In the year following the Marshall Leadership Institute transition, DSST Director of Leadership Development Fonda Held conveyed gratitude for this success: “Three Emerging Leader Program members have gone through hiring day and been accepted as deans, and another is going through this Friday. The Individual Learning Plan process Marshall introduced has been an integral part in our progress monitoring and my coaching, and it’s been beautiful to see. Thank you again for all of your powerful structures and insights!”
Furthermore, DSST’s leadership pipeline continues to grow — from 12 in 2022–23 and 15 in 2023–24 to an impressive 27 applicants for the 2024–25 DSST Emerging Leaders Program.
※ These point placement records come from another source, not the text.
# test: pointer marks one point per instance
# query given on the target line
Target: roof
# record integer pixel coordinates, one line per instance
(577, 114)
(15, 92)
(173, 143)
One hundred percent of participants, who represent a total of 11 unique campuses, have completed the program. Five have moved into leadership vacancies, and many more have taken other teacher-leadership roles, crediting the program with preparing them to lead.
This type of growth is noteworthy and what schools nationwide strive for.
As we look to the future, we are expanding our mission to interrupt the trial-by-fire mode of leadership development and design programs that support leaders at every stage of their careers. Encouraged by the success of our alumni and in response to demand from charter and district leaders, in Spring 2025 we will open our Emerging Leaders pathway to applicants nationwide. This expansion will enable us to cultivate more diverse cohorts of aspiring leaders to build communities grounded in resilience, collaborative problem-solving, and real-time support.